Wednesday, September 26, 2007

well don't just stand there looking decorative

Temperatures have been plummeting lately (it's almost October, after all) but today I'm wearing my purple t-shirt, capri pants and flip flops, trying to pretend it's still summer. Brrr! I wonder how long I'll hold out.

The leaves are starting to drop from the trees and there are bursts of colour everywhere, including my garden where I've been busy organizing a few autumnal displays.

A few weekends ago Mr. M brought home some little ornamental cabbages from his secret source at the flea market. I had forgotten how much I love these pretty plants. Just look at the colours.

I stuck a couple in a pot with (clockwise from the back) coral bells, chrysanthemum and variegated sage. I think they make a pleasing arrangement.

And this is my wee owl-y friend nestled between his very own ornamental cabbages, heather and variegated ivy. I love variegation.

In the spring the kids planted a bunch of ornamental gourd seeds. But boys will be boys and after carefully tending to their seedlings for a week or two, both young men wandered off to do more important things and the plants were left to their own devices. One plant did actually survive, so I stuck it into our flower bed where it promptly went crazy and took over the joint.

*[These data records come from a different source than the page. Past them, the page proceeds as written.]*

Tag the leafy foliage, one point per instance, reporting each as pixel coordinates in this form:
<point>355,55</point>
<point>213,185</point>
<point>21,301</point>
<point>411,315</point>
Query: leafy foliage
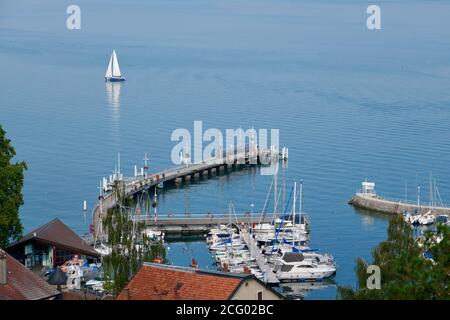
<point>129,244</point>
<point>11,198</point>
<point>405,273</point>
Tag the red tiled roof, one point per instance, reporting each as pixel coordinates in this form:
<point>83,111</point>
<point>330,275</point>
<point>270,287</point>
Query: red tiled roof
<point>57,233</point>
<point>23,284</point>
<point>162,282</point>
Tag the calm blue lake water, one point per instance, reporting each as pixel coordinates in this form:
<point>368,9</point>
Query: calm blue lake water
<point>349,103</point>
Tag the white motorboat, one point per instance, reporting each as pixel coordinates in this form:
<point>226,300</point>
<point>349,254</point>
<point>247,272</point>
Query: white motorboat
<point>295,267</point>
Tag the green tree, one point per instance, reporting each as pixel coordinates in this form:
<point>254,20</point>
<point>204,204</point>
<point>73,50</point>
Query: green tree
<point>405,273</point>
<point>129,244</point>
<point>11,183</point>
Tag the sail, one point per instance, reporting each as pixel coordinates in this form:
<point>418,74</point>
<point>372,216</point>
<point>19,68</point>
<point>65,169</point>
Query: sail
<point>109,69</point>
<point>115,68</point>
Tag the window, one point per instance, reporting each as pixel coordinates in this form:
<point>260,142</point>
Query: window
<point>259,295</point>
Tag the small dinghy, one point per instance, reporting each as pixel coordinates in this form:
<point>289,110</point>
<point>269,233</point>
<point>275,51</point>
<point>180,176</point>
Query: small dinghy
<point>113,72</point>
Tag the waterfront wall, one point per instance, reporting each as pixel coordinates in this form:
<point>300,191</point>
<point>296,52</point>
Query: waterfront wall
<point>378,204</point>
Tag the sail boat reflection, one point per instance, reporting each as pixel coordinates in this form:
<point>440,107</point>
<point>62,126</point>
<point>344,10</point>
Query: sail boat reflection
<point>113,96</point>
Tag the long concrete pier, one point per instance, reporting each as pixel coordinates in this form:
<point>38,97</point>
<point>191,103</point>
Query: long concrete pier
<point>379,204</point>
<point>197,223</point>
<point>134,185</point>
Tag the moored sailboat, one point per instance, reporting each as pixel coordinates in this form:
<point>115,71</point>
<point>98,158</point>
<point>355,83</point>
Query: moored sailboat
<point>113,71</point>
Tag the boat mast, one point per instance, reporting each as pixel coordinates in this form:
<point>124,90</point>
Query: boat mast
<point>112,64</point>
<point>293,214</point>
<point>300,202</point>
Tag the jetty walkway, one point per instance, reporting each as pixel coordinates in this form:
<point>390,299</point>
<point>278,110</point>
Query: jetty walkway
<point>134,185</point>
<point>376,203</point>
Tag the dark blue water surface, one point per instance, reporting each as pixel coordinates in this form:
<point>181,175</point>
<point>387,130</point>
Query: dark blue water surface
<point>349,103</point>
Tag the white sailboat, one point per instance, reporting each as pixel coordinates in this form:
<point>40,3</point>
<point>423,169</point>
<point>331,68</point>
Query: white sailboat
<point>113,71</point>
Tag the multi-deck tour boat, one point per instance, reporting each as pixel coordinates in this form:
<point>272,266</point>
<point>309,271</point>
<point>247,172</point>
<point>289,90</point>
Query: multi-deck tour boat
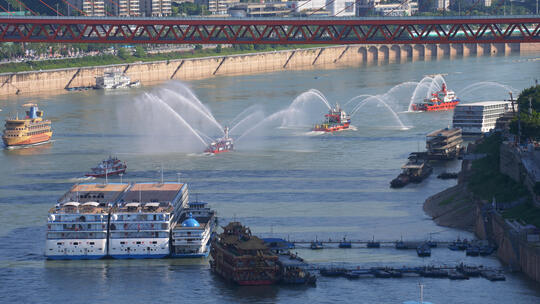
<point>115,79</point>
<point>140,225</point>
<point>77,225</point>
<point>108,167</point>
<point>336,120</point>
<point>191,234</point>
<point>92,221</point>
<point>242,258</point>
<point>28,131</point>
<point>223,144</point>
<point>440,101</point>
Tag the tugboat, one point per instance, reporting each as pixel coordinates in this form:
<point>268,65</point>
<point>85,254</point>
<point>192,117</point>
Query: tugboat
<point>415,171</point>
<point>336,120</point>
<point>108,167</point>
<point>31,130</point>
<point>223,144</point>
<point>242,258</point>
<point>440,101</point>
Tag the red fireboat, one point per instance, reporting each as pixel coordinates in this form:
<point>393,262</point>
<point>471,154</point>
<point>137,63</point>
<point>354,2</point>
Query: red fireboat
<point>108,167</point>
<point>223,144</point>
<point>440,101</point>
<point>336,120</point>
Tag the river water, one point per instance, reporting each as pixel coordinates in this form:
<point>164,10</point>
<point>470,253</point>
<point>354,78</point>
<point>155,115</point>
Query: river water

There were tons of flowers on the vines at first, but only two developed into anything interesting. Are they not weird and wonderful? Eyeless, legless kiwi birds come to mind.

Here they are hanging out with a group of good lookin' friends from the farmers market. Those fine specimens in the back row are in for a BIG suprise come Thanksgiving and Halloween.

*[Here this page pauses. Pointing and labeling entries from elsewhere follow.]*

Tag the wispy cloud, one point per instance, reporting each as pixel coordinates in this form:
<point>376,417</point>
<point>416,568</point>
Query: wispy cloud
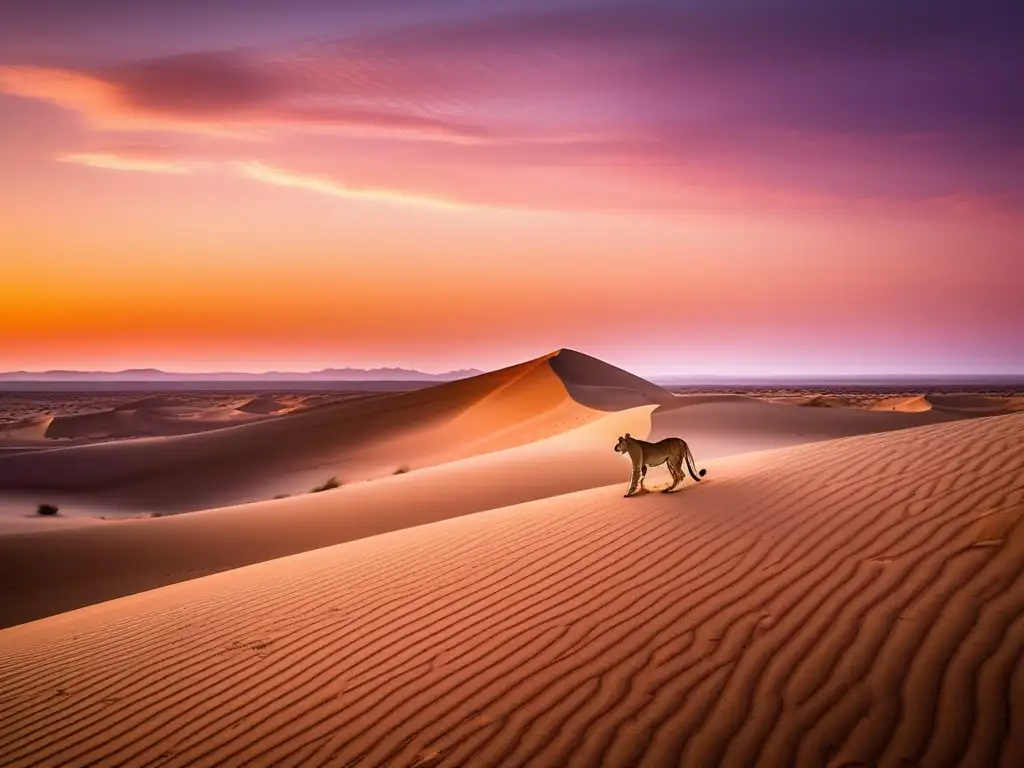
<point>848,101</point>
<point>116,162</point>
<point>327,185</point>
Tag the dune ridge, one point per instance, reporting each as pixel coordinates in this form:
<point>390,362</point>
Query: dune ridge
<point>856,601</point>
<point>353,438</point>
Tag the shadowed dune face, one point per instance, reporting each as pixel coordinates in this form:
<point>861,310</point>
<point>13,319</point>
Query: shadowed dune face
<point>847,602</point>
<point>51,570</point>
<point>352,439</point>
<point>598,385</point>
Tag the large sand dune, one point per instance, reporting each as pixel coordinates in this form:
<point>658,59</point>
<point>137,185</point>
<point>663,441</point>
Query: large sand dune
<point>49,570</point>
<point>352,439</point>
<point>849,602</point>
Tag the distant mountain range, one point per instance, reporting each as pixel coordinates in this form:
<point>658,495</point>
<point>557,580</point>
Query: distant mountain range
<point>142,375</point>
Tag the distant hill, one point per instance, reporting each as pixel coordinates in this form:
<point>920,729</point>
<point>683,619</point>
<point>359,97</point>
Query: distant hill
<point>145,375</point>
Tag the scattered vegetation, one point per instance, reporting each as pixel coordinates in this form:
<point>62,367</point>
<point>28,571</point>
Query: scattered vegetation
<point>329,485</point>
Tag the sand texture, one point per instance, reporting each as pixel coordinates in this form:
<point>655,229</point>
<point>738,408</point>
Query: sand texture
<point>857,601</point>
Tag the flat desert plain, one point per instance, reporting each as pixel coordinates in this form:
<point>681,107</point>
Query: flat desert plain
<point>844,588</point>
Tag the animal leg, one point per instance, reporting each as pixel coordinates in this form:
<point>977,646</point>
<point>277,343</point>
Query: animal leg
<point>634,479</point>
<point>675,472</point>
<point>643,476</point>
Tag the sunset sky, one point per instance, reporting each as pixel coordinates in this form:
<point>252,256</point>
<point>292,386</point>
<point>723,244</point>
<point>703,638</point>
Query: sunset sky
<point>677,186</point>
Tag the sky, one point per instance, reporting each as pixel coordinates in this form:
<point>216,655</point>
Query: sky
<point>677,186</point>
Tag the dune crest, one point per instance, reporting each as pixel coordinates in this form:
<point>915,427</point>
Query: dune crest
<point>352,439</point>
<point>832,603</point>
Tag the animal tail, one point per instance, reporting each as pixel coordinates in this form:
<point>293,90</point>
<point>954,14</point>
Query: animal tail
<point>691,464</point>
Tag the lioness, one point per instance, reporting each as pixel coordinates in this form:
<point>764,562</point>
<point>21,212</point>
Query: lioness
<point>671,451</point>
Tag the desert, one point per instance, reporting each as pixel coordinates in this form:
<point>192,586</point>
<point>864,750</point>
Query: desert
<point>842,588</point>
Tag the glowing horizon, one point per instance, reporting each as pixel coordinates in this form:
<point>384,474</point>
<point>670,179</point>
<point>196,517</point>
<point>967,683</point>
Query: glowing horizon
<point>713,188</point>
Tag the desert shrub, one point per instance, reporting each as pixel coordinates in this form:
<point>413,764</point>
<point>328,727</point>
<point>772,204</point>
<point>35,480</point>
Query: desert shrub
<point>329,485</point>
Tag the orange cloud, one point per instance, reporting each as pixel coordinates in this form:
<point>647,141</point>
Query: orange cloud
<point>101,103</point>
<point>327,185</point>
<point>194,99</point>
<point>113,161</point>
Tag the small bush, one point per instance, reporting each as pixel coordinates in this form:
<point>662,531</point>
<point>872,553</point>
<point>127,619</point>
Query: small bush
<point>329,485</point>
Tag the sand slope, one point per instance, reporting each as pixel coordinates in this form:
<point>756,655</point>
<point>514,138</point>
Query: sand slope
<point>352,439</point>
<point>857,601</point>
<point>735,425</point>
<point>46,571</point>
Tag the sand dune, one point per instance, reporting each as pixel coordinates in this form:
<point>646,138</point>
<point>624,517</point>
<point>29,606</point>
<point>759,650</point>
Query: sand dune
<point>369,437</point>
<point>976,403</point>
<point>45,569</point>
<point>353,439</point>
<point>723,427</point>
<point>911,404</point>
<point>851,602</point>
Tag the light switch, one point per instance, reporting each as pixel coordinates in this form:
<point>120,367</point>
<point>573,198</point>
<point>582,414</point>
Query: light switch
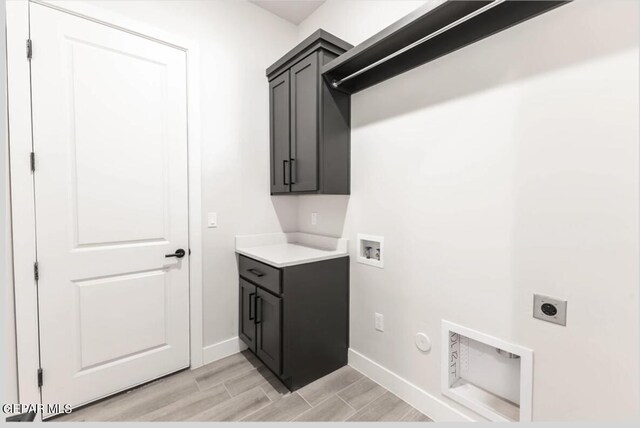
<point>212,220</point>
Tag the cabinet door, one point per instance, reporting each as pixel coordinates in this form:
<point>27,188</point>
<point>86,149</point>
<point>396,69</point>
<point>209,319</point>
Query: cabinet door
<point>305,88</point>
<point>279,123</point>
<point>247,326</point>
<point>269,332</point>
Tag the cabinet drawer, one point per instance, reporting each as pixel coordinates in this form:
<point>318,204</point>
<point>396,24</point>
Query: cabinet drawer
<point>263,275</point>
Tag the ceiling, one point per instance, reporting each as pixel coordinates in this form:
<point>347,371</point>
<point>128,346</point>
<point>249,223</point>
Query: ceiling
<point>294,11</point>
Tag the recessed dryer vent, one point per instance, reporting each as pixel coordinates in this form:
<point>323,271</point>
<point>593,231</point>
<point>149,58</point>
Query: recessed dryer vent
<point>370,250</point>
<point>488,375</point>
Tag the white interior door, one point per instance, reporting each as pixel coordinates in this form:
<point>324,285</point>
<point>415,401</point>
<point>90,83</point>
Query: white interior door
<point>110,138</point>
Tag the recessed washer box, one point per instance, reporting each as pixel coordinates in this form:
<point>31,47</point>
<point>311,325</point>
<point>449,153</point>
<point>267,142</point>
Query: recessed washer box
<point>487,375</point>
<point>370,250</point>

Although edible, ornamental cabbages and gourds are not all that tasty so now we'll move on to the more palatable part of fall's harvest.

Last year we took a cutting from our neighbour's thornless blackberry bush and were rewarded with a total of about twenty (count 'em!) blackberries this year. Whee. There is much room for improvement but we are optimistic. If you know blackberries, you'll know that blackberry season is long over, however in our garden they take ages to ripen so we enjoyed the last of them just this past weekend.

The tomatoes are still going strong

As are the miniature green peppers which will probably need to be brought inside soon.

I didn't grow the plant from seed and when got it there were several small yellow peppers on it. At the moment it's covered with green ones which show no sign of turning colour so I'll probably use them now rather than waiting for a miracle.

The secret flea market source also provided these two perky pepper plants.

Sold as ornamentals, these are edible in that they are not poisonous, but I did some reading and found that these decorative plants are often sprayed with a systemic insecticide and should probably not be consumed. BUT, and this is good news, one can save the seeds from the peppers and start a new, entirely edible crop next year.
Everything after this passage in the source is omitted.